Based on the foregoing, the Court finds that the state courts provided Petitioner with a "full and fair opportunity to litigate" his Fourth Amendment claim. Stone, 428 U.S. at 494. See, e.g., Moormann v. Schriro, 426 F.3d 1044, 1053 (9th Cir. 2005); Abell v. Raines, 640 F.2d 1085, 1088 (9th Cir. 1981). Accordingly, Petitioner is not entitled to habeas relief, and the petition should be denied.
V.
RECOMMENDATION
Accordingly, the Court HEREBY RECOMMENDS that the petition for writ of habeas corpus be DENIED.
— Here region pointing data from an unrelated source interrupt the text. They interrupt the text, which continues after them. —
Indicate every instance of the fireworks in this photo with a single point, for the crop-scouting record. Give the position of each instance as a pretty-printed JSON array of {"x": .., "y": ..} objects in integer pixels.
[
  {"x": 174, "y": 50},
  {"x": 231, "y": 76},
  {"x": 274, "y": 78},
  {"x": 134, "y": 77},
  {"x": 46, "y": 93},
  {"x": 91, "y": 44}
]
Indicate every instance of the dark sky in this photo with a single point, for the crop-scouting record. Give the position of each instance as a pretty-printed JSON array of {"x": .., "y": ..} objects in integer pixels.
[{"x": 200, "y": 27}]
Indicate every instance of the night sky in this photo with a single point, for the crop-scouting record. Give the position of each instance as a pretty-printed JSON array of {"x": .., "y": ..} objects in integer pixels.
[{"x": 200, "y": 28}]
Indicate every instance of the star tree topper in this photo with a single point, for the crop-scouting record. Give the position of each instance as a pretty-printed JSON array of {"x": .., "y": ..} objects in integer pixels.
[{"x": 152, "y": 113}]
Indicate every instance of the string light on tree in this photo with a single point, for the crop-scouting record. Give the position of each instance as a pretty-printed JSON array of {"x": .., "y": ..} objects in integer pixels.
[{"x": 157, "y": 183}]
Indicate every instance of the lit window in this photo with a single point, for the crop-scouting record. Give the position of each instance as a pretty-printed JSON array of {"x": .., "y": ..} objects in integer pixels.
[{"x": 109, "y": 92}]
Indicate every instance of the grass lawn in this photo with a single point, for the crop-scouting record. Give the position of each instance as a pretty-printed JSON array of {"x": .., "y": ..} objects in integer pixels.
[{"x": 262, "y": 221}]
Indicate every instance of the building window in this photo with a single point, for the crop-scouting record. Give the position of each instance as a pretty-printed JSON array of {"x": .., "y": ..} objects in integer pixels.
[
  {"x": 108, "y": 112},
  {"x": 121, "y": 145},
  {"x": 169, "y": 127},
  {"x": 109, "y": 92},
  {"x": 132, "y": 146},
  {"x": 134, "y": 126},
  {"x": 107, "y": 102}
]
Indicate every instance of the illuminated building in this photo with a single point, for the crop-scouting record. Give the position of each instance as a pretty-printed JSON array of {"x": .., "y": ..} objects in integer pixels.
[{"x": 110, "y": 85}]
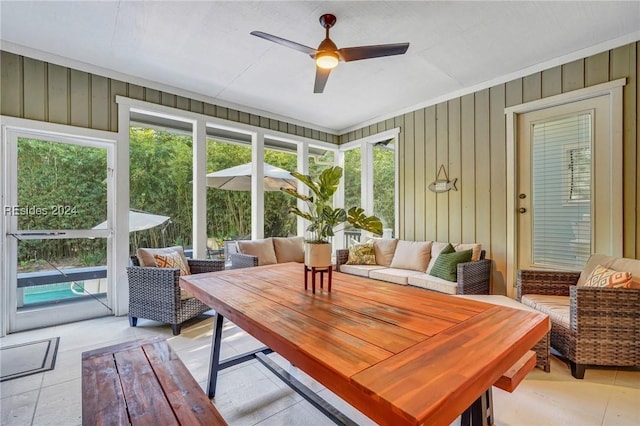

This Findings and Recommendation is submitted to the assigned United States District Court Judge, pursuant to the provisions of 28 U.S.C. § 636 (b)(1)(B) and Rule 304 of the Local Rules of Practice for the United States District Court, Eastern District of California. Within THIRTY (30) days after service of the Findings and Recommendation, any party may file written objections with the court and serve a copy on all parties. Such a document should be captioned "Objections to Magistrate Judge's Findings and Recommendation." Replies to the objections shall be served and filed within fourteen (14) days after service of the objections. The assigned United States District Court Judge will then review the Magistrate Judge's ruling pursuant to 28 U.S.C. § 636(b)(1)(C). The parties are advised that failure to file objections within the specified time may waive the right to appeal the District Court's order. Wilkerson v. Wheeler, 772 F.3d 834, 839 (9th Cir. 2014) (citing Baxter v. Sullivan, 923 F.2d 1391, 1394 (9th Cir. 1991)). IT IS SO ORDERED.